森の中の親子グマPhoto:PIXTA

市街地にクマが大量出没するようになり、大きな話題となっている昨今。有害駆除されるクマも多いものの、山では自然死体がほとんど見つからない、という事実をご存じだろうか。クマに9回襲われて生還した経験のある研究家が、知られざる生態を解説する。※本稿は、日本ツキノワグマ研究所所長の米田一彦『家に帰ったらクマがいた』(PHP研究所)の一部を抜粋・編集したものです。

なぜクマの自然死体は
山で見つからないのか?

 山野でクマの自然死体が見つからないことは研究者の間でも有名で、修士論文にしたいと私の所に訪ねて来た学生が2人いる。私がクマの自然死体を見たのは、55年間でたった2回だけだ。

 1980年9月19日、私がまだ秋田県自然保護課に勤務していた頃だ。クマの追跡作業中に秋田市大平野田の林道の橋を渡ると、川下の中洲の柳に黒い塊が引っ掛かっているのを見つけた。皮の所々が破けて白い脂肪、ふやけた赤肉が露出している。

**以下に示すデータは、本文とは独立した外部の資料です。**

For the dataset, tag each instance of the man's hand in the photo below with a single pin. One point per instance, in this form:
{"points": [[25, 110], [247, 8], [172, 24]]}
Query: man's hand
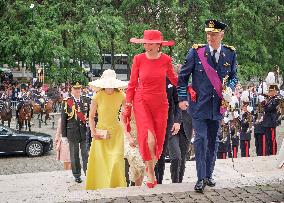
{"points": [[183, 105], [227, 95], [192, 93], [96, 136], [175, 128], [126, 114], [64, 140]]}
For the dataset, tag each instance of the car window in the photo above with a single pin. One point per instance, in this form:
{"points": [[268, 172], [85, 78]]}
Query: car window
{"points": [[3, 131]]}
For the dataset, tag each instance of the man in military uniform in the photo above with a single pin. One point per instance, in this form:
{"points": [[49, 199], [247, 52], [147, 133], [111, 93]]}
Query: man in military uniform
{"points": [[208, 64], [173, 126], [73, 125], [270, 119], [23, 97]]}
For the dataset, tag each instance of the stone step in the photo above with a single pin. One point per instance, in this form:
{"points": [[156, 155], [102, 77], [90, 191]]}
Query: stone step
{"points": [[59, 186]]}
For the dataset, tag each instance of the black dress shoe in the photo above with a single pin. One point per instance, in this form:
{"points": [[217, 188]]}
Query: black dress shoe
{"points": [[78, 180], [199, 186], [210, 182]]}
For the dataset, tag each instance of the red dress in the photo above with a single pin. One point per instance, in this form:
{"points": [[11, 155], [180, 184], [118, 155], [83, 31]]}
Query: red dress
{"points": [[147, 90]]}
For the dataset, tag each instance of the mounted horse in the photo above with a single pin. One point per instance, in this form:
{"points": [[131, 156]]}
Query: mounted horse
{"points": [[56, 98], [5, 111], [44, 107], [25, 115]]}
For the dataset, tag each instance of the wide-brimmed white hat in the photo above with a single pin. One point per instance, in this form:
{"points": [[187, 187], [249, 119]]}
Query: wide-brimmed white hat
{"points": [[108, 80]]}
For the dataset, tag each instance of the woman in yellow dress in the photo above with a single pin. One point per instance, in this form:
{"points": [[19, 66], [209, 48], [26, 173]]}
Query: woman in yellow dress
{"points": [[106, 167]]}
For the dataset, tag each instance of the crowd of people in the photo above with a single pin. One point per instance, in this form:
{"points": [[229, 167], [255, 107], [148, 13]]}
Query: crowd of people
{"points": [[124, 130]]}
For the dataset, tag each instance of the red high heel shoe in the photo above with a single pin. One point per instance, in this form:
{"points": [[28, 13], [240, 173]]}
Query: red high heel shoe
{"points": [[152, 185]]}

 私は死体を回収しようと、増水した川べりに降りたが、岸辺が深みになっていて中洲まで行けなかった。時期的にみて、そのクマは岸辺にあったクリの木の上で採食中に射殺され流され、回収されなかったのだろう。

 だから自然死とも言い切れない。

 秋田県によるクマの有害駆除個体等から繁殖生理学、寄生虫学的調査を実施した多数のクマのうち、ただ1頭、自然死したものは東成瀬村の栗駒山で回収されたもので、火山性の有毒ガスによる中毒死と推定されている。

 なぜ野生のクマの自然死体は発見されないのだろう。理由は正直いまもわからないのだが、自然死する前に有害駆除されている、とする考え方がある。